Poco prima di preparare questa omelia, giovedì mattina ho letto in un quotidiano che il giorno precedente è stato presentato a Rio de Janeiro nell’ambito del G20 il rapporto annuale sullo Stato della sicurezza alimentare e della nutrizione, elaborato da cinque agenzie Onu: Unicef, Pam Fao, Ifad, e Oms. Per il terzo anno consecutivo ci sono nel mondo tra 713 e 757 milioni di persone che vivono nell’insicurezza alimentare grave: in pratica, una persona su undici non ha da mangiare. In Africa, una su cinque. Ma salgono a 2,33 miliardi (quasi un essere umano su tre) se si considera anche la difficoltà moderata di accesso al cibo. Le cause sono i conflitti che in questo momento dilagano, le crisi economiche, la speculazione finanziaria sui prezzi degli alimenti e, soprattutto, nel corso del 2023, il riscaldamento globale. L’obiettivo dell’ONU di far sparire la fame dal pianeta entro il 2030 non si sta avvicinando. Mi fermo qui, perché non ho le competenze per capire i problemi planetari, né tantomeno per indicarne le soluzioni.
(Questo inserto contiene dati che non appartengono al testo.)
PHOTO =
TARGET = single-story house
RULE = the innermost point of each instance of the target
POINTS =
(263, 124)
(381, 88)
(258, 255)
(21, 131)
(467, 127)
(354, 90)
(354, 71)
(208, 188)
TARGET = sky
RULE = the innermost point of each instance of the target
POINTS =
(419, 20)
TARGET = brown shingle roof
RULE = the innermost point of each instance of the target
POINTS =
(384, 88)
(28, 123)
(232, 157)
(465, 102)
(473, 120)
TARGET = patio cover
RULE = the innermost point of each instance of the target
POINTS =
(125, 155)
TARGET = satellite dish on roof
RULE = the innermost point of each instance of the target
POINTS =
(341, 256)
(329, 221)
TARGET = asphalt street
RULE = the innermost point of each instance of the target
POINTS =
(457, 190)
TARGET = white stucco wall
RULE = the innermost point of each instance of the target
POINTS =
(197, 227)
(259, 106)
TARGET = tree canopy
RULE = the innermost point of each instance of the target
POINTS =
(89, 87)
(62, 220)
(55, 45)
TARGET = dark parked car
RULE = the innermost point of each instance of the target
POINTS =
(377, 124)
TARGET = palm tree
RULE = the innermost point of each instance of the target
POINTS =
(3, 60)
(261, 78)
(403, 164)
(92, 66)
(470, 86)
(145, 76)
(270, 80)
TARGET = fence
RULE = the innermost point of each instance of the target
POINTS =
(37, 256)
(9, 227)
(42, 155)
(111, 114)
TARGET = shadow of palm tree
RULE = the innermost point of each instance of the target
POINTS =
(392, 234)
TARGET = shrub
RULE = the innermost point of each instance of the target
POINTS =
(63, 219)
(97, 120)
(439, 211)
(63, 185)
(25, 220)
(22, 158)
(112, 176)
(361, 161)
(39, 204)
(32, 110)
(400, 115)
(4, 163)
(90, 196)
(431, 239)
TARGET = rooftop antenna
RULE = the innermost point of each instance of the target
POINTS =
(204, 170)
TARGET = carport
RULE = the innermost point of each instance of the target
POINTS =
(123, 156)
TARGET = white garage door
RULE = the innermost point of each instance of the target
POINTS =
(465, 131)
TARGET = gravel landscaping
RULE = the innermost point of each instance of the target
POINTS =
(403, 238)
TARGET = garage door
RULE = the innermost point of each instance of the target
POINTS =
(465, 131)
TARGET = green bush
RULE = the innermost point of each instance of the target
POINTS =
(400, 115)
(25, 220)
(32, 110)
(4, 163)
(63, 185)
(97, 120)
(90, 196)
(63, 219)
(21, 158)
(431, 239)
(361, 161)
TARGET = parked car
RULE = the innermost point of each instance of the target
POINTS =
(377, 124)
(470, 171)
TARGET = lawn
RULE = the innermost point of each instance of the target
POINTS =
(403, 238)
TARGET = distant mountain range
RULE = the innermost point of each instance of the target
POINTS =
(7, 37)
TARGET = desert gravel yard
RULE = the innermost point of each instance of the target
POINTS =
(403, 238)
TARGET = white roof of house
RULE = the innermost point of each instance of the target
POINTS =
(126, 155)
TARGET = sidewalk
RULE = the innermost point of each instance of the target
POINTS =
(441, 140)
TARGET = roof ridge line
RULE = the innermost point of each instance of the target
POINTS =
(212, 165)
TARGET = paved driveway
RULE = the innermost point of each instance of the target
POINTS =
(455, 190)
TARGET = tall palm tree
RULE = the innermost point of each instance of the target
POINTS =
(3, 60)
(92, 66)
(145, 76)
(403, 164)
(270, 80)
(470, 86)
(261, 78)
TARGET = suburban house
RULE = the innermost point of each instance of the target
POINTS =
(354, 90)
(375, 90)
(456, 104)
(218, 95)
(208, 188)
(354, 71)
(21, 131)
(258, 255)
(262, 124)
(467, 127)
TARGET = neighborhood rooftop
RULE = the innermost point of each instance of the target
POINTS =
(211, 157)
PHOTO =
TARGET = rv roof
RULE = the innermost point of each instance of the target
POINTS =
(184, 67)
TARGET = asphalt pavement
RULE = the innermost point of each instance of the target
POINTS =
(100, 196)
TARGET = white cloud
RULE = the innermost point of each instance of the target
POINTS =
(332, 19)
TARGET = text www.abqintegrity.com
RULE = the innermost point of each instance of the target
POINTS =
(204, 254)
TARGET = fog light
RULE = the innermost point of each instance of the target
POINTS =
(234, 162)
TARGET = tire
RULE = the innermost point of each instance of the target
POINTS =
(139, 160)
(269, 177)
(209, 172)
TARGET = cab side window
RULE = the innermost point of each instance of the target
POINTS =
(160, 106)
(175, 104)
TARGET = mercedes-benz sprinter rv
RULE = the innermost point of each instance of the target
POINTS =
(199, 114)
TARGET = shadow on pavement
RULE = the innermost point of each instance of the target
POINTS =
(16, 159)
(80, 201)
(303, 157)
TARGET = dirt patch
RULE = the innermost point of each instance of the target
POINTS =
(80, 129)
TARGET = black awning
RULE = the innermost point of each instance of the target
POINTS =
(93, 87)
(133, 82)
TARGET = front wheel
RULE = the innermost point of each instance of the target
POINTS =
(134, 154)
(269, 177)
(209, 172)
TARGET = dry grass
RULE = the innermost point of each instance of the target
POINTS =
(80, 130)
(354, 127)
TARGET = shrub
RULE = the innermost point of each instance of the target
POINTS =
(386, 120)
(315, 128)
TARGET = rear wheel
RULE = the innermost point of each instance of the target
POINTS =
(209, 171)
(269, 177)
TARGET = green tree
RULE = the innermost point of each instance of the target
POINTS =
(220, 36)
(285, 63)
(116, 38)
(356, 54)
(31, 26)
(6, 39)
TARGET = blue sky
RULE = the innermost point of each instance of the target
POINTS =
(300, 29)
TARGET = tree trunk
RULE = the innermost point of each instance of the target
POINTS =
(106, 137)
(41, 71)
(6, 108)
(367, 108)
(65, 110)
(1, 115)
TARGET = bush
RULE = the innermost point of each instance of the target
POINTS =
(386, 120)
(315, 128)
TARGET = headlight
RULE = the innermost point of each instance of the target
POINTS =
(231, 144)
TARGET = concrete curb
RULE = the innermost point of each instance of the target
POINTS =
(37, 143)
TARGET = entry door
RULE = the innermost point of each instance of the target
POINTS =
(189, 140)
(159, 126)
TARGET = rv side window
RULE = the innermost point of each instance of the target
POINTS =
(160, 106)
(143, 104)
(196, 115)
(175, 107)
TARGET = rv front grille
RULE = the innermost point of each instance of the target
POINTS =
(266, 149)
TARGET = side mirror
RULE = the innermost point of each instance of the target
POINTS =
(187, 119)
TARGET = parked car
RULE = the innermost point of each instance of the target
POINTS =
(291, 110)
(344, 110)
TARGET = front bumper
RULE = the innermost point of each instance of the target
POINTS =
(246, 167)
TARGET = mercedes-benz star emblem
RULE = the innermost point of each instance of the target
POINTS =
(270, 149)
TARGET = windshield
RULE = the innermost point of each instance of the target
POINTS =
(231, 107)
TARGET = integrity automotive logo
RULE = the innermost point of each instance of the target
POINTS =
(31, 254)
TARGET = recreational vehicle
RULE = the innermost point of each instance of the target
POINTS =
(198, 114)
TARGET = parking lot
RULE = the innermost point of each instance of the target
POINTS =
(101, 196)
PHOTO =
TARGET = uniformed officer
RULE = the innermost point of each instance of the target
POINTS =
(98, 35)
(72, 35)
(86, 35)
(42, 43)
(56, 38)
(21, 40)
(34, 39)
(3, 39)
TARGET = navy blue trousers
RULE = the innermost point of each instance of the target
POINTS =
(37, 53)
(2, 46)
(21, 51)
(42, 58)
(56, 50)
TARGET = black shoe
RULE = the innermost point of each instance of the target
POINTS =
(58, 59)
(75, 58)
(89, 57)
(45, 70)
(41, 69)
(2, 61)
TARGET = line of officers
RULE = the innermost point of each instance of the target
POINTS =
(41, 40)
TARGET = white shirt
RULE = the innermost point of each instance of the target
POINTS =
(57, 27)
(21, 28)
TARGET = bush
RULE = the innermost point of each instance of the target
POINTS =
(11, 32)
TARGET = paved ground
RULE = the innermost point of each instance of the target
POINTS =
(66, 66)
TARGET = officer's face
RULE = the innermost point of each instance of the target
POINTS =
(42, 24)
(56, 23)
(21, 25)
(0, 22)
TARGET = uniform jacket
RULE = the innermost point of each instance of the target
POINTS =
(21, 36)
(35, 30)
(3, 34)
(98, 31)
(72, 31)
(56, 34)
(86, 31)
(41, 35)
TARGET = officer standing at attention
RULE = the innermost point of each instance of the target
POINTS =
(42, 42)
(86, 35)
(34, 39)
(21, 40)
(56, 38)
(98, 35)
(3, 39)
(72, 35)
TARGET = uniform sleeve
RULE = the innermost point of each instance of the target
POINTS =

Il motivo per cui ho citato questa notizia è proprio il brano evangelico di questa domenica: la moltiplicazione dei pani. Alla fame di cinquemila persone Gesù ha provveduto, ma non ha fatto apparire il pane dal nulla e non ha voluto trasformare le pietre in pane; non ha mandato i discepoli a comprare il pane perché non avevano soldi e non ha neppure fatto piovere la manna dal cielo, ma ha chiesto di condividere quel poco, quel pochissimo, quel quasi niente, che c’era.
L’attenzione di quei cinquemila uomini – e spesso anche la nostra – si è concentrata sul miracolo, sul fatto che alla fine è avanzato più pane di quanto ce ne fosse all’inizio, pur avendo mangiato tutti a sazietà. Infatti volevano prendere Gesù – letteralmente: rapirlo, impossessarsi di lui – per farlo re, per avere un capo capace di risolvere magicamente tutti i loro problemi. Ma il Vangelo di Giovanni i miracoli li chiama “segni”, non miracoli o prodigi. Segni perché rimandano ad altro da sé che dev’essere compreso. In questo caso il segno ci dice che il Padre ha cura di noi e ci nutre, ma il pane dev’essere condiviso, altrimenti qualcuno lo sprecherà e qualcun altro avrà fame.
Anche nel Padre Nostro, Gesù ci ha insegnato a chiedere “il nostro pane quotidiano”, non “il mio”, perché poi dobbiamo condividerlo. Se ci rifiutiamo di farlo, se prevale l’egoismo tanto a livello personale che internazionale, se ognuno pensa solo al proprio interesse, è ipocrita chiedere a Dio che ponga rimedio lui a quei peccati dai quali non ci vogliamo convertire noi.
Inoltre, in questo segno c’è almeno un altro particolare che vorrei sottolineare: all’inizio Gesù si siede e più tardi anche la gente si siede per mangiare, ma l’evangelista non usa lo stesso verbo.
Gesù dice ai discepoli: “Fateli adagiare” o “sdraiare”, perché nei banchetti dell’antichità non si stava seduti, ma sdraiati su un fianco. Dunque, quello che è stato offerto quel giorno, pur nella povertà e semplicità dei cibi che furono condivisi, era un banchetto, o meglio il segno di quel banchetto di cui tante volte Gesù ha parlato. Questa gente che aveva corso intorno al lago portando con sé i propri malati e tanti altri problemi, questi che assomigliavano a pecore senza pastore perché erano stanchi e sfiniti, ora sono gli invitati al banchetto del regno di Dio.
Scopriremo poi, nella continuazione del brano, che il vero cibo del banchetto che Dio prepara non sono i pani d’orzo e i pesci, ma un alimento che nutre tutta la vita, non soltanto per un giorno.
Senza il pane quotidiano si muore, ma quel pane che si compra e si vende per denaro non basta per vivere una vita veramente umana, non basta per creare la condivisione e la fraternità. Alle nozze di Cana si chiedevano “da dove” venisse quel vino buono; la samaritana chiedeva “da dove” avesse Gesù quell’acqua viva; ora Gesù chiede agli apostoli “da dove” si può trovare il pane per saziare quelle persone: è una domanda che è rivolta anche a noi.